In 1933 there was on the horizon in the Soviet Union the Metro-Vickers trial which the Western press desperately wanted to cover. Concurrently, to that time frame a young Welshman named Gareth Jones had taken a three week walk through the heart of what would be later known as the Holodomor and reported back, via dispatches clandestinely shuffled to England via Diplomatic bags, that more than political starvation was occurring in sundry parts of the Soviet Union. Garth Jones’ missives reinforced Malcolm Muggeridge’s prior pseudonymous reporting, back to England, that this was “more than a famine.” Muggeridge reported that it was a Military occupation and so political starvation. The Communists were, by malice aforethought, liquidating their opposition to collectivization.
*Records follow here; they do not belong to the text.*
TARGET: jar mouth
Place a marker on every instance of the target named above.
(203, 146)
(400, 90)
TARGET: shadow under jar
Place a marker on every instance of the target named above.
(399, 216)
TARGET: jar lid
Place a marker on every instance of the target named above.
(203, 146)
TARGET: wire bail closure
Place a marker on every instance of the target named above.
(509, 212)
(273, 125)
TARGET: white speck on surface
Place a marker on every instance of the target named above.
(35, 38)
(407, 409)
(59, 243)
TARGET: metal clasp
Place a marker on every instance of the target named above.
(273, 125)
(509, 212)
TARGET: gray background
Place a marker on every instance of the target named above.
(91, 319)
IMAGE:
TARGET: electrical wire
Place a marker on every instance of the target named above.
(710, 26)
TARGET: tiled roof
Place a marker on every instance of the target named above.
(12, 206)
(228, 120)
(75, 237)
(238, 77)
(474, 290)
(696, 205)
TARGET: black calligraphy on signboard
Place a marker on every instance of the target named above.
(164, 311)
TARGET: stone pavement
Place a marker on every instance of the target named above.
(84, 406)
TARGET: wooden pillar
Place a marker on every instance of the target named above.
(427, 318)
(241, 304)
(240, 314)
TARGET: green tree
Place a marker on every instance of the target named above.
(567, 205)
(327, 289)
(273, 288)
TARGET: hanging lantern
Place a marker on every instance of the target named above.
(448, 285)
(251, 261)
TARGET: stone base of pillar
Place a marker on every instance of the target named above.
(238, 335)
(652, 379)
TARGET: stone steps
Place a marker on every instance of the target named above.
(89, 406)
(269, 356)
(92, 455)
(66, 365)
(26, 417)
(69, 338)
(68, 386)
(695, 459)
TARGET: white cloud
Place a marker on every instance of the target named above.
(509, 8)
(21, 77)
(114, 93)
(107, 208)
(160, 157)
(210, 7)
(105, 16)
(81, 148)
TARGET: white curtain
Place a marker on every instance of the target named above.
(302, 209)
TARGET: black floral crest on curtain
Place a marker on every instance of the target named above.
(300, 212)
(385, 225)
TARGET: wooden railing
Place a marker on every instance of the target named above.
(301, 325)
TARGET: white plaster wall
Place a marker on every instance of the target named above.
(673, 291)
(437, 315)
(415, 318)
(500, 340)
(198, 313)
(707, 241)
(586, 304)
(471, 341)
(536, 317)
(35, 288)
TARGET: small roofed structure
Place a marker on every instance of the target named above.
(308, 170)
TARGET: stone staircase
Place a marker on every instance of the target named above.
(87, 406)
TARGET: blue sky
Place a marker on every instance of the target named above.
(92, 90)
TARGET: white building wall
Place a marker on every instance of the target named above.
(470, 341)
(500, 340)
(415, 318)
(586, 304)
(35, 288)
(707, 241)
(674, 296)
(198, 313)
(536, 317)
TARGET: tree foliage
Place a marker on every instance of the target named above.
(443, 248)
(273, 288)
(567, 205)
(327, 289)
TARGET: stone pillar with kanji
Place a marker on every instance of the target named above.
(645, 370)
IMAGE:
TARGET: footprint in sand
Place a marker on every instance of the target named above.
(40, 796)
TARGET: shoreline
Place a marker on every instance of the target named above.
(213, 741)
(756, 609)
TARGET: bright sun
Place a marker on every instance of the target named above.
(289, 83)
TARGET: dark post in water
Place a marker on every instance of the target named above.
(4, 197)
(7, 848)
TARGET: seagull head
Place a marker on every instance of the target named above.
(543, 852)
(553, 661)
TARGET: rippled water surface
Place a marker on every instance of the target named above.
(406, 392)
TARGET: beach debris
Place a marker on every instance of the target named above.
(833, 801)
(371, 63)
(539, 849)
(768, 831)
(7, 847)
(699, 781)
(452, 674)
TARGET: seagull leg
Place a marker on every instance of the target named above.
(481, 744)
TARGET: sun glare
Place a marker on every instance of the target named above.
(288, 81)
The Soviets were desperate to discredit the young Welshman Jones and his reporting. The barely earlier reporting of Muggeridge had already been sabotaged due to the influence of his Leftist Aunt, Beatrice Webb. The Fabian, Beatrice Webb, had already successfully threatened a chap named Cairns, thus squashing a official report he had brought back to England on his observations about the conditions of the European “Bread-basket.” The way that Jones was undercut is what make this particularly ugly.
Remember that all this was happening concurrent with the upcoming Metro-Vickers trial. Western Foreign Correspondents desperately wanted to be able to cover this trial. Knowing this, the Soviet Bureaucrat in Charge of assigning journalists to the trial, made it known that the honor of journalist covering that Metro-Vickers trial was dependent upon their disavowing Gareth Jones and his story of death by famine.
The Western Journalists complied and led by the doyen of the Western Journalists, Walter Duranty, they disavowed Gareth Jones, insisting that Jones was exaggerating, even thought they knew that Jones was correct. Duranty himself, disemboweled Jones with a cabled article to the New York Times, that the New York Times dutifully printed. Duranty wrote in a published article,
” “Any report of a famine in Russia is today an exaggeration or malignant propaganda. The food shortage, however, which has affected the whole population in the last year and particularly in the grain-producing provinces—the Ukraine, North Caucasus, the Lower Volga—has, however, caused heavy loss of life.” Duranty concluded “it is conservative to suppose” that, in certain provinces with a total population of over 40 million, mortality had “at least trebled.”
Duranty’s method of discrediting Gareth Jones was to half Jones’ observations. Duranty knew what he was doing.
By the means of the leftist in the West, which included Sydney and Beatrice Webb as well as Walter Duranty, the news of the ugly slow death by starvation known as the Holodomor was suppressed and kept from Western News outlets. And the thing that really grinds people who know this story is that Duranty was awarded a Pulitzer Prize for his reporting on the Soviet Union. All these years later the New York Times refuses to return Liar Duranty’s award.
Decades letter the New York Times assigned a member of its editorial board, Karl Meyer, to write a signed editorial regarding Duranty’s work. In a scathing piece, Meyer said that Duranty’s articles were “some of the worst reporting to appear in this newspaper.” Duranty, Meyer said, had bet his career on Stalin’s rise and “strove to preserve it by ignoring or excusing Stalin’s crimes.” Four years earlier, in a review of Robert Conquest’s The Harvest of Sorrow, former Moscow bureau reporter Craig Whitney wrote that Duranty all but ignored the famine until it was almost over. Of course by this time all this was merely dirt on the graves.
The same tribe who would make their sufferings well known worked overtime making sure that the sufferings of others was blacked out.